All to Jesus I surrender, I surrender All

Isaac asked why Jesus gives us circumstances He knows we don't want to be in and work He knows we don't want to do. I cheated and sang "I surrender all" to him. Over a year ago, I asked our Father to show me what "surrender all" actually means. What this "All" is... It's been over a year and He has only shown me the tip of the iceberg. I certainly didn't expect it to bleed into my children's lives either. 

Surrendering is a coin. It has two sides. 

One side is like flying a white flag during battle. Hey I am surrendering cuz you overpower me. I'm ok with it because I am choosing to surrender. Hope you don't kill me after I surrender or take me prisoner.

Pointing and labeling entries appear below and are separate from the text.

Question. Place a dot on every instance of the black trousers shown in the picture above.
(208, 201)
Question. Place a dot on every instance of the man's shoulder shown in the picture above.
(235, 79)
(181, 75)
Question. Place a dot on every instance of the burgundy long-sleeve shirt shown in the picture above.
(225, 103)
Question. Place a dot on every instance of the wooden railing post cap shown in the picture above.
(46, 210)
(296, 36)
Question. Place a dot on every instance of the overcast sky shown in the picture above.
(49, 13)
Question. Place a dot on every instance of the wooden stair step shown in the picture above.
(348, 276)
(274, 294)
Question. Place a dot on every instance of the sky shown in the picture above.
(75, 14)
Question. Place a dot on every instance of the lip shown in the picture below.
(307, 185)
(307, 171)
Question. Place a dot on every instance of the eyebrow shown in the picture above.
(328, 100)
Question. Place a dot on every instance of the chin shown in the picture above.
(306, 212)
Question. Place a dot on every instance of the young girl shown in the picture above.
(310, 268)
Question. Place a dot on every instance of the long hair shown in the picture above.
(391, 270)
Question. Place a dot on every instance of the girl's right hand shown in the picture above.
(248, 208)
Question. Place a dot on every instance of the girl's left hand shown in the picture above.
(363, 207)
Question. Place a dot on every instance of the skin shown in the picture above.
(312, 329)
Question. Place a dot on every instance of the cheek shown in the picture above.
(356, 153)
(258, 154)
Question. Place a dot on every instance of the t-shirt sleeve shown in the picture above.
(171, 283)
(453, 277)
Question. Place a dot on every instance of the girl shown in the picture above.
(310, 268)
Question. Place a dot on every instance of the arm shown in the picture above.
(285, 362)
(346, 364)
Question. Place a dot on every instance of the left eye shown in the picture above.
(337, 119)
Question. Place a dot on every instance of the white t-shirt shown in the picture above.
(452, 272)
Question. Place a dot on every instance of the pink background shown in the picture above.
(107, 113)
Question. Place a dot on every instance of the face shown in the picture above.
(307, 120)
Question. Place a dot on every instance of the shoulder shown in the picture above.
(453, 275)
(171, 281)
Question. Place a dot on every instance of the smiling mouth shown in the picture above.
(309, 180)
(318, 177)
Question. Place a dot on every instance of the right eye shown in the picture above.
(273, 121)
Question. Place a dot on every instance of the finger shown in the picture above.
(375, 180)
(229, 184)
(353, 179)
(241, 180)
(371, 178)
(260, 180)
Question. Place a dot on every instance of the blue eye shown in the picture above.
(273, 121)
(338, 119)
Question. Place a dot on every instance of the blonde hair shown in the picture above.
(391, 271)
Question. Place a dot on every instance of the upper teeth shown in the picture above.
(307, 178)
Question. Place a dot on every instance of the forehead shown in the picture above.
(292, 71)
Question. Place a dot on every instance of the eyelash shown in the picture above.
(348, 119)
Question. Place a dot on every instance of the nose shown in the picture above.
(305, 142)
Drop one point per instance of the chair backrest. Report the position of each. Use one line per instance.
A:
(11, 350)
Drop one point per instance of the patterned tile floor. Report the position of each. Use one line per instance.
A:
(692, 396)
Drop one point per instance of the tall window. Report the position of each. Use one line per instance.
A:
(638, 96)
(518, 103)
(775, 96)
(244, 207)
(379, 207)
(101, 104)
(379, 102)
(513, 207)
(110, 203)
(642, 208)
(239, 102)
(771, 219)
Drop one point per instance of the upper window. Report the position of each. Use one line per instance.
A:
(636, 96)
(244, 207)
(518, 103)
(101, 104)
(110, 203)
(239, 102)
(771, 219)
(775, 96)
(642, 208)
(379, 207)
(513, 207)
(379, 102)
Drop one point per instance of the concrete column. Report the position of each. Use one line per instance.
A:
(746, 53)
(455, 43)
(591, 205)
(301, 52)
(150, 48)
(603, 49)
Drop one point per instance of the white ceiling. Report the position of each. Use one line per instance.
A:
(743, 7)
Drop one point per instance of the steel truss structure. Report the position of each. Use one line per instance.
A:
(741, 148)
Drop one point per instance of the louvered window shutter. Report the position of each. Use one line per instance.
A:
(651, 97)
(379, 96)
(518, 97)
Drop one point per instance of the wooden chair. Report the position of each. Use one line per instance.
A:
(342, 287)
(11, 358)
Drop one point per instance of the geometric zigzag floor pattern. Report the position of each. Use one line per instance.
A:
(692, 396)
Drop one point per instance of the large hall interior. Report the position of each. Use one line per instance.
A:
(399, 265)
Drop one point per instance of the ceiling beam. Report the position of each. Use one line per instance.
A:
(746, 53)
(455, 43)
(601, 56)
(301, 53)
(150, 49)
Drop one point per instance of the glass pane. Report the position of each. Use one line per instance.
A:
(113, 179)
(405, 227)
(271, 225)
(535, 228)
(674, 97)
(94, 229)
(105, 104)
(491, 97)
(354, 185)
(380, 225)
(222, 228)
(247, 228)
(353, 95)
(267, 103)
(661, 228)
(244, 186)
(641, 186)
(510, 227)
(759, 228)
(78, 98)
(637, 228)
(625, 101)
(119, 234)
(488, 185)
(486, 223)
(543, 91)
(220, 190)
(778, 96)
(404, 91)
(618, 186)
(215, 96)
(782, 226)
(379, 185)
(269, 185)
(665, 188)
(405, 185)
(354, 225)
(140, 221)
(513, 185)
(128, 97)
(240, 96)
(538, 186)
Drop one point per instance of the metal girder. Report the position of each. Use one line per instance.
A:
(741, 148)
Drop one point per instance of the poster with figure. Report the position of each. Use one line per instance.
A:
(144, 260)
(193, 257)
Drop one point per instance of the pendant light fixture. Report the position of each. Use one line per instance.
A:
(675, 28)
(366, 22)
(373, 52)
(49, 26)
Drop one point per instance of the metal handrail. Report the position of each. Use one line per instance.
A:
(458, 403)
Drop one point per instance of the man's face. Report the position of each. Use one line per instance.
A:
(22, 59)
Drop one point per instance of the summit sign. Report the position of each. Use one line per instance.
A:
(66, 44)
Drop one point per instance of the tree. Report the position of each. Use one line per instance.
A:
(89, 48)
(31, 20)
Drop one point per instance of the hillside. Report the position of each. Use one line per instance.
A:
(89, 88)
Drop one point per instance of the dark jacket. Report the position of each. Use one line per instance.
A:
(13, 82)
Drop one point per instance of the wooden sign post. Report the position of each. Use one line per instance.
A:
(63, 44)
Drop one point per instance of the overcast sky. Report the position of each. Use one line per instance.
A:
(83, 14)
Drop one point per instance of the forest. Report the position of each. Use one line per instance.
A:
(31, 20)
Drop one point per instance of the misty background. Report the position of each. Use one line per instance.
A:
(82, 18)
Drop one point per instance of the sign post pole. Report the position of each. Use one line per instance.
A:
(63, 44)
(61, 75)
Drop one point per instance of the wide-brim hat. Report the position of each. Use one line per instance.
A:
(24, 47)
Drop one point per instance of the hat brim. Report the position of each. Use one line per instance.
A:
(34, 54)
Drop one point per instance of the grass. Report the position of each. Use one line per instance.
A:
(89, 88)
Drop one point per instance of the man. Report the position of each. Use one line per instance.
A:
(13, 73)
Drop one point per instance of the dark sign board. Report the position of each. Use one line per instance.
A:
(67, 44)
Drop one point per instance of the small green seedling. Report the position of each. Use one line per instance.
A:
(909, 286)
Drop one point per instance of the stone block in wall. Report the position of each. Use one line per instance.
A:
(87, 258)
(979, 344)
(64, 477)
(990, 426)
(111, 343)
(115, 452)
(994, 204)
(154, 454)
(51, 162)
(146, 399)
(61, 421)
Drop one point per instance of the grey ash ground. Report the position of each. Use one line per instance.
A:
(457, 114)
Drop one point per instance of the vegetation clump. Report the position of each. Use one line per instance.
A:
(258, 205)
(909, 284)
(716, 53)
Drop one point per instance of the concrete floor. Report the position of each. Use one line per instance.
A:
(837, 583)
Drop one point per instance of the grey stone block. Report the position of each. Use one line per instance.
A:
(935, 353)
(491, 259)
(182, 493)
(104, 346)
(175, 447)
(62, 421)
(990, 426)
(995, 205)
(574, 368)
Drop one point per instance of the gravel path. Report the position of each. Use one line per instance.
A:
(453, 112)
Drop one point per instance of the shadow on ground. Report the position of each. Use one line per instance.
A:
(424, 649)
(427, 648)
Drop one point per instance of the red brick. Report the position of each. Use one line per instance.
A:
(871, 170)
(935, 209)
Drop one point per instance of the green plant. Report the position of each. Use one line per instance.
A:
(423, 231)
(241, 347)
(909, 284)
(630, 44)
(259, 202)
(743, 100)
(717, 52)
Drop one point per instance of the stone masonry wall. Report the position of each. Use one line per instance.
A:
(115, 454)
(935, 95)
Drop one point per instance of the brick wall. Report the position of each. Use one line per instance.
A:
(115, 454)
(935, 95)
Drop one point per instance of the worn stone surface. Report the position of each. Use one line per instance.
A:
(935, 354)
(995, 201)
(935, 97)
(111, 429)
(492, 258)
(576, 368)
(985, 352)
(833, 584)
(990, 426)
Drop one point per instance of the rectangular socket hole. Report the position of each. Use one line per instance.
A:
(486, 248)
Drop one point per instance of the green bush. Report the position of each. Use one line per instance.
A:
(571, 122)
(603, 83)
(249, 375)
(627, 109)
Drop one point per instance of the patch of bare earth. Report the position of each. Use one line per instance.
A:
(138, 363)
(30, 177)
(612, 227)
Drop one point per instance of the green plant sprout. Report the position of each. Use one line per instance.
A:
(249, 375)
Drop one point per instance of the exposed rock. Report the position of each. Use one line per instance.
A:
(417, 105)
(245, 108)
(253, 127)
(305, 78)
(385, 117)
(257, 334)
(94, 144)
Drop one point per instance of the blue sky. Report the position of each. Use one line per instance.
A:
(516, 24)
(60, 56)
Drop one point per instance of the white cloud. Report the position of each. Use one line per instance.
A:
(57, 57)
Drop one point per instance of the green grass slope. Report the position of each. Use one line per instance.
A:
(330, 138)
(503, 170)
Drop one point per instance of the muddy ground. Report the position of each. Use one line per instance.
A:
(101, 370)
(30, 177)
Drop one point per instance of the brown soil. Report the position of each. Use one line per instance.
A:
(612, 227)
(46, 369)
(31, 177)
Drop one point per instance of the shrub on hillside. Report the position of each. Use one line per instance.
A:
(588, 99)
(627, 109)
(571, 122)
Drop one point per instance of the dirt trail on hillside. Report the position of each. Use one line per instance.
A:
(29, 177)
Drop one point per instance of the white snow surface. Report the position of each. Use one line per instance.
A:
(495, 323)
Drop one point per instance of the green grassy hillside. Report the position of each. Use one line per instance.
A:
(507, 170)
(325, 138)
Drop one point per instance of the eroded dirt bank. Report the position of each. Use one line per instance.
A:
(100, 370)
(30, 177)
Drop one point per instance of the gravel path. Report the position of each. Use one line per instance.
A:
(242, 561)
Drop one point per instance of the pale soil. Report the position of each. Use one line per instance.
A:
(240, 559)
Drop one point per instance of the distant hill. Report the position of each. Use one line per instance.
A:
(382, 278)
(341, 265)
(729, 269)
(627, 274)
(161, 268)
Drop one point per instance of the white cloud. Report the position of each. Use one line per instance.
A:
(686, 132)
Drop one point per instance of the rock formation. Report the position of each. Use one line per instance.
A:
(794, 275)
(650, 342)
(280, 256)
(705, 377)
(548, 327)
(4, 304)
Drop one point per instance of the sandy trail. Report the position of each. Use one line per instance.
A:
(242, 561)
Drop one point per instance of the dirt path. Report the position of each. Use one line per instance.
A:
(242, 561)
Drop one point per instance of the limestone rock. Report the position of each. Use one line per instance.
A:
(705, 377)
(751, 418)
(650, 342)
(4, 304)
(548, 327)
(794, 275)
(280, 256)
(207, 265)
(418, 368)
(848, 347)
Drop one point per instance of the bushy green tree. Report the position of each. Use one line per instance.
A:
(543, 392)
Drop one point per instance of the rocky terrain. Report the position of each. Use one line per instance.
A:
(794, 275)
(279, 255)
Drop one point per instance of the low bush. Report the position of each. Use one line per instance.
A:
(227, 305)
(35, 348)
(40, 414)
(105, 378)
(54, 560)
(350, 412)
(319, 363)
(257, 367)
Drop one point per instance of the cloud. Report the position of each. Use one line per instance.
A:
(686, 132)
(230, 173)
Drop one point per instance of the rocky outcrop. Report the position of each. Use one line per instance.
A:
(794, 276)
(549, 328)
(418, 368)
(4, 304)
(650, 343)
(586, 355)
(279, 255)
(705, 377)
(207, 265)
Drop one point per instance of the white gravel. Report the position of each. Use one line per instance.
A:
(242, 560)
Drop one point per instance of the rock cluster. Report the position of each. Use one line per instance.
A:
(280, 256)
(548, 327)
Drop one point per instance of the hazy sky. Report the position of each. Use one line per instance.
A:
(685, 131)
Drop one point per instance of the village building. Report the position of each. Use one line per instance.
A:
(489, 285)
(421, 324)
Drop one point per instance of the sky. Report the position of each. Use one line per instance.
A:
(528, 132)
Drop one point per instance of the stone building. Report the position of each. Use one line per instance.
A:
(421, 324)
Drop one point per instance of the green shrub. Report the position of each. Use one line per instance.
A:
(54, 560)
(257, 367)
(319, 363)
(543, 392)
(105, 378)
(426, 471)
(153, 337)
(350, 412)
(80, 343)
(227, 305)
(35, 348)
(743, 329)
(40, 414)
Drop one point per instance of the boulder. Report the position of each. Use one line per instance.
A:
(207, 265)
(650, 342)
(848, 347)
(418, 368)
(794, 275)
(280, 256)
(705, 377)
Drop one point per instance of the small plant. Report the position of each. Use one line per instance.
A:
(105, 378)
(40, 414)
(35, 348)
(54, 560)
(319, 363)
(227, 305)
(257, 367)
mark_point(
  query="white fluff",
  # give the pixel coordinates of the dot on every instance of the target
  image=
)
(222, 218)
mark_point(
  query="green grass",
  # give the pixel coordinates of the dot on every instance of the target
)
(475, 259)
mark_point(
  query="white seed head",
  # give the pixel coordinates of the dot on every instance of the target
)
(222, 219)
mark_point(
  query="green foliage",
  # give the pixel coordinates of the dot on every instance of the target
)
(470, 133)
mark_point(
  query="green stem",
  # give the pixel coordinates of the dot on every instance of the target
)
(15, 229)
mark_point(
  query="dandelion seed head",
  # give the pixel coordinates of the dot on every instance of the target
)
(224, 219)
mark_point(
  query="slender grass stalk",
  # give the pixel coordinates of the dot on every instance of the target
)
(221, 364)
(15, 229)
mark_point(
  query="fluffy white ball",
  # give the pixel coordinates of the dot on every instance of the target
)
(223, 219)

The other side is like Elijah. Hey I am a fleeing prophet cuz you are my King and you chose me to do this job. If I were to choose, I'd live in the palace with food and drink. I would have been so happy. But you got to choose and I didn't get to choose. You chose me and now I choose to surrender everything I am to do what you chose for me to do and what life you chose for me to live. I don't like being chased by these evil people but I must continue to run from them. I don't like having to be isolated from the other prophets and live in the desert even though you are feeding me and providing a stream of water during a famine and drought. I don't like having to keep reaching out and helping people who reject you. I don't like being depressed and hurting even though You comfort me and sustain me. It is really cool to see You beat the prophets of Baal at Mount Carmel. And it's really awesome to know rain was coming while no one else did. We do really cool stuff together. You are a good God and I hate having to go through this hard stuff but You shall choose for me what I should do. You shall choose for me where I live. You shall choose for me whom I serve. You shall choose for me. I surrender my right to choose for myself.

God is not my enemy. I am not flying a white flag. I guess I am Elijah then. Learning this lesson has not been fun but it has been adventurous. It has been the most emotional, spiritually exhausting, frustrating, and difficult growing pain ever.